義理の母が亡くなりました。相続人は義姉の長女・私の妻(次女)・義弟の長男の3名です。実は長男が障害者で成年後見人をつけなければ実家の不動産処分が出来ないという事は存じ上げています。
しかしどういう手続きをすればいいのか分からないのです。そして誰にお願いすればいいのかいいのかも教えて頂きたいです。相続財産は幾らかの現金と自宅不動産だけです。
※ 相談者のプライバシーに配慮し、実際の質問内容を一部改変して掲載している場合がございます。ご容赦ください。
成年後見人の選任を家庭裁判所に申し立てる必要があります。
この手続きは、司法書士か弁護士に依頼出来ます。成年後見人の仕事は、義弟さんに代わって遺産分割協議に参加することです。
H様の場合、自宅の不動産を売却し、現金の相続手続きを行うためには、成年後見人の選任を家庭裁判所に申し立てる必要があります。

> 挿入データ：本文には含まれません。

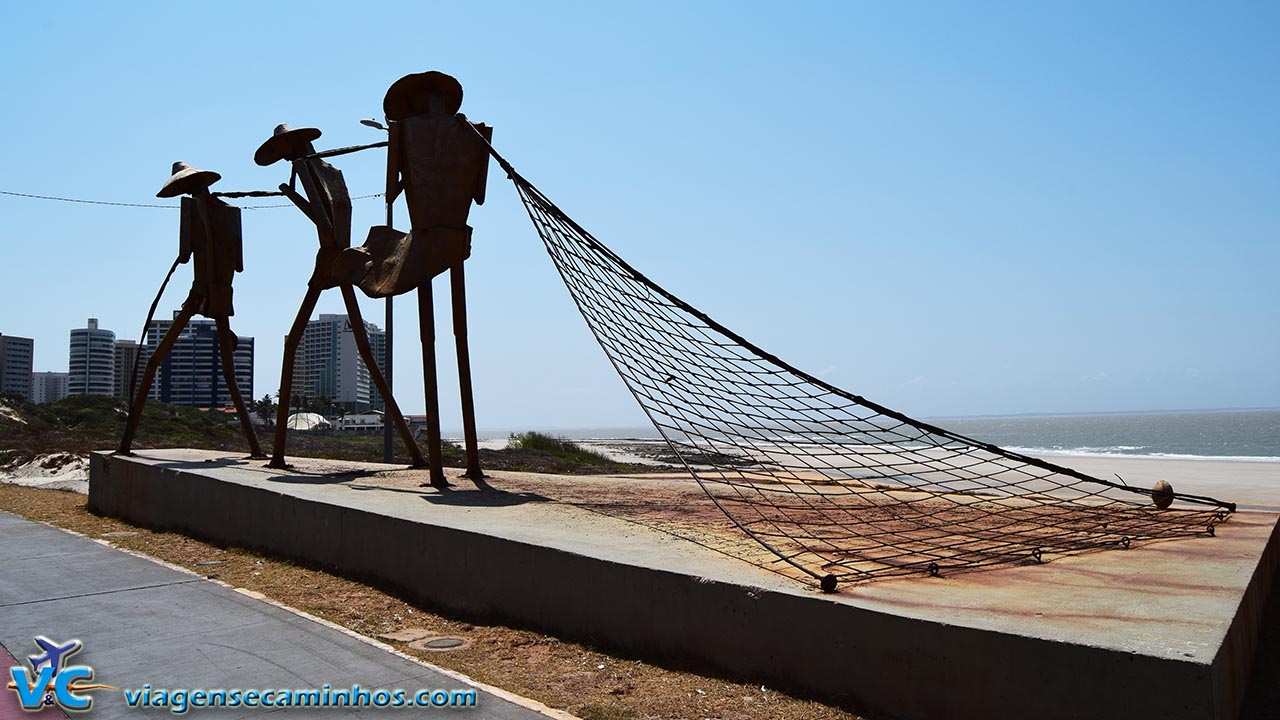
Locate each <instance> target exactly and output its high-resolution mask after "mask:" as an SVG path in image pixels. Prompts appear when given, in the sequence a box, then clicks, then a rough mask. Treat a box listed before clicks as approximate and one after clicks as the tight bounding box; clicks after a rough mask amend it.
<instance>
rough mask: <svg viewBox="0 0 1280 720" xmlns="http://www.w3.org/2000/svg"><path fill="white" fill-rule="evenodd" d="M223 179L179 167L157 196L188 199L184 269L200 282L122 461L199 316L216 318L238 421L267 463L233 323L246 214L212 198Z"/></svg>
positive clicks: (176, 318) (127, 432)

この手続きを依頼できる専門家は、司法書士か弁護士です。不動産の相続登記から、売却までを段取りするという意味では、司法書士が適任かと思います。司法書士は、成年後見の申し立てだけでなく、不動産の名義変更の専門家だからです。
なぜ、成年後見人の選任申し立てが必要なのかというと、遺産分割協議に、障害を持っている義弟さんは参加できないからです。

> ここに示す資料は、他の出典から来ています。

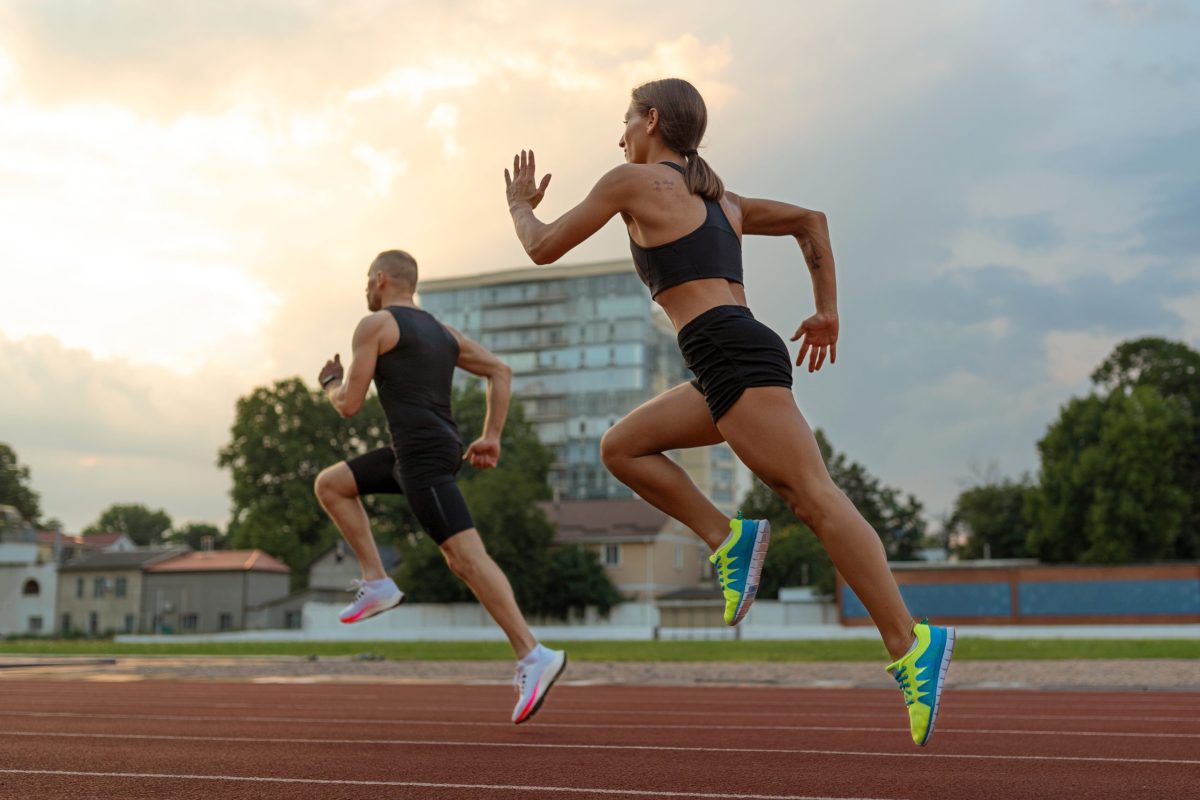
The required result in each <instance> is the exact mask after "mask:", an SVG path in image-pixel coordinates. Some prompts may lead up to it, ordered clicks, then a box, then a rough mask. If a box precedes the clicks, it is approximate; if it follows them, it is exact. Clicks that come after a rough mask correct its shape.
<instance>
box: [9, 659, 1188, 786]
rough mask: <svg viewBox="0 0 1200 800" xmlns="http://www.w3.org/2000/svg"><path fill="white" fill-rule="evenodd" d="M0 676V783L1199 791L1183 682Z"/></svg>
mask: <svg viewBox="0 0 1200 800" xmlns="http://www.w3.org/2000/svg"><path fill="white" fill-rule="evenodd" d="M514 700H515V697H514V694H512V692H511V688H509V687H506V686H503V687H502V686H479V685H467V686H461V685H394V684H389V685H374V684H350V685H334V684H317V685H313V684H305V685H280V684H224V682H211V684H182V682H158V681H155V682H136V684H102V682H60V681H44V682H42V681H19V680H5V681H0V798H4V799H7V798H71V799H72V800H76V799H80V798H103V799H104V800H124V799H125V798H204V800H216V799H226V798H254V799H256V800H257V799H266V800H274V799H286V800H308V799H314V798H320V799H323V800H324V799H337V800H341V799H346V800H352V799H360V798H361V799H371V800H377V799H380V798H414V799H415V798H420V799H422V800H424V799H432V800H444V799H448V798H473V799H474V798H479V799H482V800H516V799H518V798H520V799H522V800H524V799H534V800H539V799H554V798H569V799H586V798H598V799H600V798H604V799H607V800H612V799H618V798H628V799H630V800H642V799H655V798H677V799H689V798H694V799H706V800H726V799H727V800H749V799H760V798H762V799H781V798H846V799H856V800H857V799H866V798H872V799H883V798H887V799H899V798H937V799H946V800H982V799H989V800H990V799H1001V798H1056V799H1063V800H1064V799H1067V798H1069V799H1072V800H1075V799H1082V798H1120V799H1121V800H1130V799H1134V798H1172V799H1175V798H1198V796H1200V693H1182V692H1180V693H1166V692H1163V693H1154V692H1147V693H1134V692H1122V693H1112V692H1070V693H1068V692H1018V691H953V690H950V694H949V696H948V697H947V699H946V702H944V704H943V708H942V711H941V716H940V718H938V726H937V730H936V733H935V734H934V738H932V740H931V741H930V744H929V746H928V747H925V748H917V747H913V745H912V742H911V740H910V739H908V732H907V720H906V717H905V712H904V704H902V702H901V699H900V694H899V692H890V691H876V690H845V688H836V690H834V688H830V690H823V688H767V687H636V686H572V685H565V686H559V687H556V688H554V691H553V692H552V693H551V696H550V698H548V699H547V700H546V704H545V705H544V706H542V709H541V711H540V712H539V714H538V716H536V717H535V718H534V720H533V721H532V722H529V723H527V724H524V726H520V727H517V726H514V724H511V723H510V722H509V721H508V720H509V714H510V712H511V706H512V702H514Z"/></svg>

ご家族がお亡くなりになって、相続が発生する場合、遺産を承継するためには遺産分割協議が必要となります。遺産の承継について相続人で話し合って、分配方法を決めるためです。
これは、遺産の中に不動産が含まれていて売却を検討している場合も同じです。不動産を売却するためには、一旦お義母様名義から、相続人名義にする必要があり、そのためには遺産分割協議が必要だからです。
ところが、障害を持っておられる方は、判断能力が十分ではないため、遺産分割協議に参加できません。そこで、このような場合、障害を持っておられる方の代わりに遺産分割協議に参加する「成年後見人」の選任を行い、成年後見人が代わりに遺産分割協議に参加しなければいけないこととされています。
以上より、障害を持っておられる義弟さんのために、成年後見人の選任申し立てを行う必要があるわけです。
この、成年後見人がどこまでの仕事をしてくれるかですが、上記の通り、成年後見人は義弟さんに代わって遺産分割協議に参加し、義弟さんに不利にならないように遺産の分配を行うのが仕事となります。
しかし、一旦成年後見人が選任されると、遺産分割協議後も義弟さんの財産管理をずっとし続けることとなります。例えば、施設への入所契約を行ったり、預金の管理を行うなど、生涯にわたって、成年後見人が財産管理を行うこととなります。
誰が成年後見人になるのかについては、最終的には家庭裁判所の判断となるため、必ずしも希望通りになるとは限りません。しかし、今まで義弟さんのお世話をしてきた家族を候補者とすることも、専門家を候補者とすることもできます。成年後見人の業務は、遺産分割協議が終わった後も継続しますので、慎重に選ぶ必要があります。
最後に、H様のお手続きには、①成年後見人選任の申し立て②不動産の相続登記③不動産の売買による所有権移転登記と、ケースによっては、④家庭裁判所への特別代理人選任申し立てなどの手続きも必要となることがあります。家庭裁判所の意向を確かめながら、最終的な不動産の売却へ向けて、手続きを選択したり、スケジューリングしたりする必要が出てきます。スムーズに売却を進めるため、手続きに習熟した司法書士へ相談することをおすすめいたします。